When using VPN functionality to securely tunnel traffic between Cisco Meraki devices, such as the MX Site-to-site VPN, or MR Teleworker VPN, the devices must first register with the Dashboard VPN registry. This allows their connections between each other to be dynamic, and automatically establish without manual configuration. However, sometimes issues can occur with this process, which will be discussed in this article.
In order to ensure connectivity, each Meraki node sends a keepalive message to the VPN Registry every 10 seconds. If more than 6 keepalives are not received by the registry, that node is marked as disconnected. For information on how connectivity to the VPN Registry works, please read the article on Automatic NAT Traversal.
Both Meraki peers must be in communication with the VPN registry in order to get the correct information to form a valid VPN tunnel. If one Meraki device, such as an MX security appliance, is able to reach the VPN registry, but the intended peer MX is not, the tunnel will not form. A common occurrence of this is when an upstream firewall blocks VPN registry communication on UDP port 9350 or UDP port 9351. This issue is explained in the section VPN Registry Disconnected.
If the appliance/concentrator is successfully connected to the VPN registry, but is disconnected from another VPN peer, refer to the article on troubleshooting VPN connections between peers.
Configurations that Use Automatic NAT Traversal for VPN
- Site-to-site VPN: When MX Series Security Appliances are configured to create a VPN between two or more sites within the same Organization.

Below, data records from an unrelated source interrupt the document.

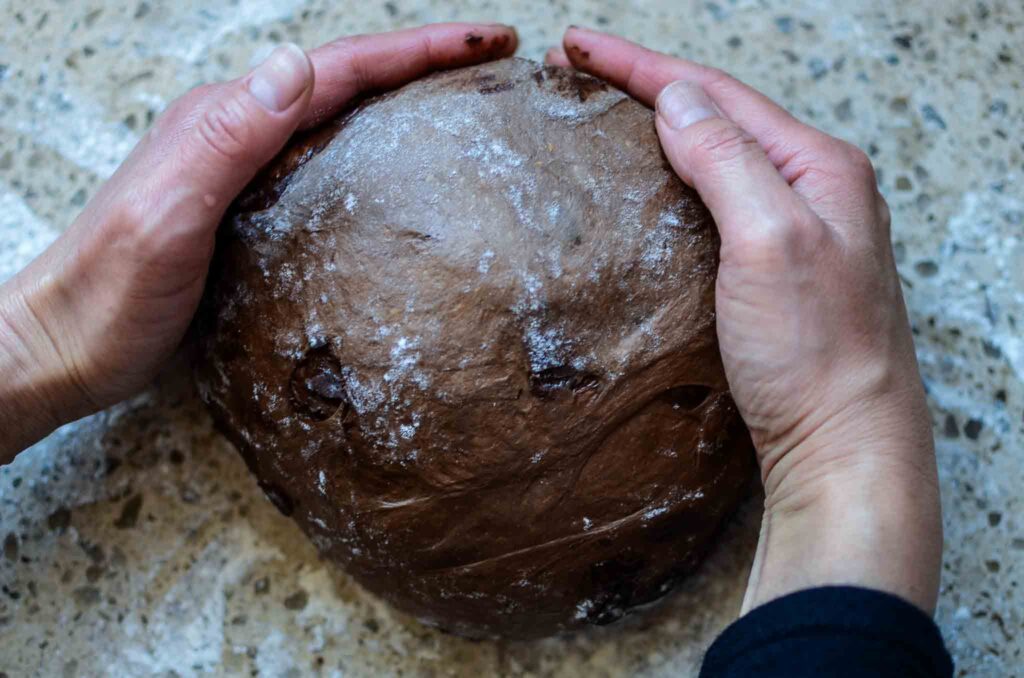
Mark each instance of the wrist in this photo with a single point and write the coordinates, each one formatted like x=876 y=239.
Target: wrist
x=871 y=520
x=37 y=393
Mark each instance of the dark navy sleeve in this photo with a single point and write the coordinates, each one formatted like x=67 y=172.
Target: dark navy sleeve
x=842 y=632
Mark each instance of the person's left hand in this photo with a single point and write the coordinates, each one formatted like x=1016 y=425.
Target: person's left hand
x=92 y=320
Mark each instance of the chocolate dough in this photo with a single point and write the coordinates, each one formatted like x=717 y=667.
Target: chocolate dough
x=464 y=335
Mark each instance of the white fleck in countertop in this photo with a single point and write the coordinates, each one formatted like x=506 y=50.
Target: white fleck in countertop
x=135 y=543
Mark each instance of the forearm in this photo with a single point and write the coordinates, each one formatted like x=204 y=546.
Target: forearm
x=877 y=526
x=29 y=410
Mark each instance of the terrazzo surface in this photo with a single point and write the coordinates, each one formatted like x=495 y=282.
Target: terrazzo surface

- Teleworker VPN: When MR Series Access Points have an SSID configured to tunnel all traffic back to a central concentrator. This concentrator can be either an MX Series Security Appliance in passthrough/concentrator mode, or a VM (Virtual Machine) concentrator.
VPN Registry Disconnected
When the "VPN Registry: Disconnected" message appears on the Security & SD-WAN > Monitor > VPN status page for MX networks, it indicates that the appliance has been unable to establish connectivity with the VPN registry. This means that a firewall or other upstream device is either preventing traffic from reaching the VPN registry, or from returning to the appliance.

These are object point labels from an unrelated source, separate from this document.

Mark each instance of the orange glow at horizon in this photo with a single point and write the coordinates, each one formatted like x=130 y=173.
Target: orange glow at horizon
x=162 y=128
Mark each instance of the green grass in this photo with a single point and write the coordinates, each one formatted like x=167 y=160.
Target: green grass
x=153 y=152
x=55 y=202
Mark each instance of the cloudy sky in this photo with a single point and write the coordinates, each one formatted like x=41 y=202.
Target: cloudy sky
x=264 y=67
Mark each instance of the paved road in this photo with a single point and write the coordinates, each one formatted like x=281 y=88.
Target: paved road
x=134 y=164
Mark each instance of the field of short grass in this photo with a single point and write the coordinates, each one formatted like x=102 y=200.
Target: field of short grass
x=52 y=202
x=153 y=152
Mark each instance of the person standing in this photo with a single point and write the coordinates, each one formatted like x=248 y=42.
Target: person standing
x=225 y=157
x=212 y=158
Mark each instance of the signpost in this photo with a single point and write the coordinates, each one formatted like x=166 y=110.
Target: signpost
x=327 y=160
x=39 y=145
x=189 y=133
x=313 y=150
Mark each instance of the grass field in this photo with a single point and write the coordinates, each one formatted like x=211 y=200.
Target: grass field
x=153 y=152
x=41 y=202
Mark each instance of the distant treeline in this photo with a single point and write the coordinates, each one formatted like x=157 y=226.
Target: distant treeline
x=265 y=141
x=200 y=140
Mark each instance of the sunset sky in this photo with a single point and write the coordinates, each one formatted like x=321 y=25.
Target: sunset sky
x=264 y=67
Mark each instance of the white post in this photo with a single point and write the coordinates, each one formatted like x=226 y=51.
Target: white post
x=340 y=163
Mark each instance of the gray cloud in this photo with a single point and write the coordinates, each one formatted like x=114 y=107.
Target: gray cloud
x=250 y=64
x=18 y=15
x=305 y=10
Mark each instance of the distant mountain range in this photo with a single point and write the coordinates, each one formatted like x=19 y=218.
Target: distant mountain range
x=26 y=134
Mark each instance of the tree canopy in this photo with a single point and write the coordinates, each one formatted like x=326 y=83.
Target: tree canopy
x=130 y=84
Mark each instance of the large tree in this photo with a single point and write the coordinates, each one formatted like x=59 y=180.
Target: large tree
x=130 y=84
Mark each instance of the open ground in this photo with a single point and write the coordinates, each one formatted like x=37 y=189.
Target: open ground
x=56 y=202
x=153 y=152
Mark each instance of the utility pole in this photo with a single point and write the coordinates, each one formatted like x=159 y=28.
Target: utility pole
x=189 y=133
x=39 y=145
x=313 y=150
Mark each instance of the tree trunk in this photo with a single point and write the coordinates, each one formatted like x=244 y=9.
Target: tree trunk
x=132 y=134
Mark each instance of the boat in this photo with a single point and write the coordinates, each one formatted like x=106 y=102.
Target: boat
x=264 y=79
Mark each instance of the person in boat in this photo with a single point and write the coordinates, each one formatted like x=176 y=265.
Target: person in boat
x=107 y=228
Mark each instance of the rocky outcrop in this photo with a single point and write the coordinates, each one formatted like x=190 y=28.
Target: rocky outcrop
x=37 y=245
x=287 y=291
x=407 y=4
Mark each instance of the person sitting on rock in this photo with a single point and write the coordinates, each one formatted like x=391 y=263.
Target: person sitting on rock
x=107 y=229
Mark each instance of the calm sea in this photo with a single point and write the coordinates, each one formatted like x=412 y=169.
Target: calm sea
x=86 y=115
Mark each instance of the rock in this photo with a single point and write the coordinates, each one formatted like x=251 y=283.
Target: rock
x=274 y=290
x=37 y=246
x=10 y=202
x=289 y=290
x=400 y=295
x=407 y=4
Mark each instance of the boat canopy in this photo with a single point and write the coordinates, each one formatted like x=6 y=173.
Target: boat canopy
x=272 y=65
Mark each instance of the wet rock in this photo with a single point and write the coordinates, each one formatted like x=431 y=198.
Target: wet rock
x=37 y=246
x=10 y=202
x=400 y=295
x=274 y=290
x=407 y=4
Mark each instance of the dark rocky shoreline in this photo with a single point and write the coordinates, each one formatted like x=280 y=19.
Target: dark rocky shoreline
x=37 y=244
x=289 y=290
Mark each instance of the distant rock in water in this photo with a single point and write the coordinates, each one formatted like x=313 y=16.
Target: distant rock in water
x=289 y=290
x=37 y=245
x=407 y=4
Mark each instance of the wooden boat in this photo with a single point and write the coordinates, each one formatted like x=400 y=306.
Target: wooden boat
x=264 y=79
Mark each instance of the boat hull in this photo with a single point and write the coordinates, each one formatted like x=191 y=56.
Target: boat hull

In the example packet capture below, an MX appliance is attempting to reach the VPN registry on UDP port 9350, but is receiving no response because an upstream firewall is preventing the outbound traffic:
In this example, the appropriate firewall rules have been added to allow the traffic to the VPN registry, and responses can be seen:
If this occurs, make sure that any upstream firewalls are configured to allow traffic to the IP addresses and ports listed on the Help > Firewall info page. Particularly for the VPN registry. It should also allow return traffic from established connections (this is allowed by default for stateful firewalls):
NAT Type: Unfriendly
UDP hole-punching, the mechanism used to establish the VPN connections between Cisco Meraki devices, relies on a consistent IP address and port for both devices involved. Two VPN registry servers are used for redundancy, and both expect to see the device as available on the same public IP address and port.

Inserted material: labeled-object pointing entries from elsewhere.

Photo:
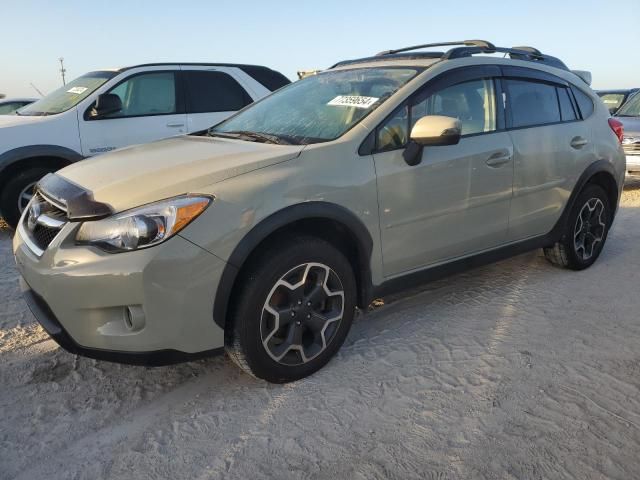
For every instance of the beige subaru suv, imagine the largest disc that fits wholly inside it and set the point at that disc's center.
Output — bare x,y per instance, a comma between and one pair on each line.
264,234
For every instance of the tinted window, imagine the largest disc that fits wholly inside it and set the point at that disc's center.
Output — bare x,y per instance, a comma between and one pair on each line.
631,108
567,112
214,92
473,103
612,100
532,103
584,102
146,94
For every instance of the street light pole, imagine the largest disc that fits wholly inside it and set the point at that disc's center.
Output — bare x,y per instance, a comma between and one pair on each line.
62,70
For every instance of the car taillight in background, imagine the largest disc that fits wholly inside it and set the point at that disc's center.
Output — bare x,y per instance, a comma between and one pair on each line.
617,127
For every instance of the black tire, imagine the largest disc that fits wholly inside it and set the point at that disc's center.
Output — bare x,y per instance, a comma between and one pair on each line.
13,189
566,253
247,325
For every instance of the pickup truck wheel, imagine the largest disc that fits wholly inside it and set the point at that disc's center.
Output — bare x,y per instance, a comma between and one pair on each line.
17,193
293,312
585,232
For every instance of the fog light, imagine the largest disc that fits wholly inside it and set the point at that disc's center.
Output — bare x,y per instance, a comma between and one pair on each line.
134,318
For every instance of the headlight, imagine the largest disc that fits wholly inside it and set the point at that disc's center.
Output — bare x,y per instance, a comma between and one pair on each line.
144,226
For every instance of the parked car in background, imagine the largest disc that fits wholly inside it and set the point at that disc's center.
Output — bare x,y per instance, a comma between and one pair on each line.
9,105
629,115
614,99
109,109
262,235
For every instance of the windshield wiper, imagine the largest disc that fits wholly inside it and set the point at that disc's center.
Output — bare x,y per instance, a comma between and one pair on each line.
252,136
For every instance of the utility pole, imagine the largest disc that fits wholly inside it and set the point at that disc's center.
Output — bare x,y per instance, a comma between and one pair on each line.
62,70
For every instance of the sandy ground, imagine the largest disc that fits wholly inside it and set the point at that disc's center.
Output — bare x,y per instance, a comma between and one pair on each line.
515,370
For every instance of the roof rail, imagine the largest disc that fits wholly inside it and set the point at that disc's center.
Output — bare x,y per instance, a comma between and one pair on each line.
517,53
468,43
462,49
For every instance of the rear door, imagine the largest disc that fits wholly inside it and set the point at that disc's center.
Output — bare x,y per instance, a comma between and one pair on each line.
152,109
212,94
551,143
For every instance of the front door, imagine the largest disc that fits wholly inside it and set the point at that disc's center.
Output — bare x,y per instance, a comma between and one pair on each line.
456,201
151,110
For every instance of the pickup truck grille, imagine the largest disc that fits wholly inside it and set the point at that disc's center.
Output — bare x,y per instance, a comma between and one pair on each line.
42,223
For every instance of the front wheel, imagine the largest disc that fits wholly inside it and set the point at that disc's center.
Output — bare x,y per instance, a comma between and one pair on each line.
585,232
294,310
17,193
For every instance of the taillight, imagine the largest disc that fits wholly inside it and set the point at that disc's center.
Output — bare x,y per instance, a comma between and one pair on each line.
617,127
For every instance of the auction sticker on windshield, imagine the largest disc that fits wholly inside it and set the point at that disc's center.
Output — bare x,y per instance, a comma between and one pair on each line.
77,90
353,101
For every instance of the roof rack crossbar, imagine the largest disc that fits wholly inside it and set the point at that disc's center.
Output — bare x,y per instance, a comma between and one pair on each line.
469,43
517,53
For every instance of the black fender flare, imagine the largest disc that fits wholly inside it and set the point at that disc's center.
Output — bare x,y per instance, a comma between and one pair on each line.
280,219
599,166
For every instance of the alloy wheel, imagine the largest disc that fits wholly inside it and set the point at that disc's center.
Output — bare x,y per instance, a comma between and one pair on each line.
590,228
302,314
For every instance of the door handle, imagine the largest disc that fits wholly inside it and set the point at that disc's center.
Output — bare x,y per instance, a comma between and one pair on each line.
498,159
579,142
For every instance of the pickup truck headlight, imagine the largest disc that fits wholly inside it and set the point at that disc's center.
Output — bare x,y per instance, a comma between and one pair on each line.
144,226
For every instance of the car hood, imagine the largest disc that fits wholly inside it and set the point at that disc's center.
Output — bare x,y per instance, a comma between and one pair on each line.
147,173
8,121
631,126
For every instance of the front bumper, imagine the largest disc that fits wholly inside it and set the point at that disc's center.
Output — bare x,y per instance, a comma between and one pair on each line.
152,306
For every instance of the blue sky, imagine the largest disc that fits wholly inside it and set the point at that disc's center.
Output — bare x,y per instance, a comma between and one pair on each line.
603,37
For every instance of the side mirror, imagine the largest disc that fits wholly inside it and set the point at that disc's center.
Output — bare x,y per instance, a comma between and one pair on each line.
436,130
106,104
431,130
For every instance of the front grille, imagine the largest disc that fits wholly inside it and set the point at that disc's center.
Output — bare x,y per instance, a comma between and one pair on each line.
632,149
43,222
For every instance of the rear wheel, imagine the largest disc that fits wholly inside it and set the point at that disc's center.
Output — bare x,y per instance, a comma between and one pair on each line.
585,232
17,193
294,310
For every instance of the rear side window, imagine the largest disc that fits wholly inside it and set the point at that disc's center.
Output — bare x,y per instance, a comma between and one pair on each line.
532,103
210,91
567,112
145,94
584,102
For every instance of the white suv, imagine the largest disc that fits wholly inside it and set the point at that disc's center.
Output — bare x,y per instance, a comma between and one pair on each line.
108,109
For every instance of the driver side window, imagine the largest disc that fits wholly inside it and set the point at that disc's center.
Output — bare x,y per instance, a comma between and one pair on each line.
473,103
146,94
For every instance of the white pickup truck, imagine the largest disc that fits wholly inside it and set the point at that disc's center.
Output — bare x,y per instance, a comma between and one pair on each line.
109,109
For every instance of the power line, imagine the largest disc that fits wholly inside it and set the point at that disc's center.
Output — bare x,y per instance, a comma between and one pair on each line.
62,70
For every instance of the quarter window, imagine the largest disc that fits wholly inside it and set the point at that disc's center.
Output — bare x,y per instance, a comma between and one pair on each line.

However, some NAT devices (such as a firewall) will rewrite the source ports differently for each VPN registry server. Other NAT devices or load balancers will attempt to spread the connections to each VPN registry server across two different public IP addresses. Both of these cases will result in the VPN connection failing, and marking the NAT as unfriendly:
In this example the upstream firewall rewrites the source port for each outbound connection differently. Notice that the first connection is changed to port 56125 while the second is instead 56126. When the registry servers see different source ports, the NAT unfriendly error will appear:
In this example, the upstream firewall is load balancing connections over two WAN connections, and then performing NAT using two different public IP addresses. Notice that the first connection is sent from the 198.51.100.23 address, while the second is sent from 198.51.100.17 instead. When the registry servers see different source IP addresses, the NAT unfriendly error will appear:
If using a load balancer, or NAT across multiple public IP addresses, map traffic from the internal address of the appliance to a single public IP address. This will keep the public IP address seen by the VPN registry consistent.
Select an arbitrary port that will be used for all VPN traffic to this MX (e.g. UDP port 51625). Manually create a port mapping on the upstream firewall that will forward all traffic received on a specific public IP and port to the internal address of the appliance on the selected port. In Dashboard on the Security & SD-WAN > Configure > Site-to-site VPN page use the Manual: Port forwarding option for NAT traversal, and provide the public IP address and port that was configured. All peers will then connect using this IP address and port combination.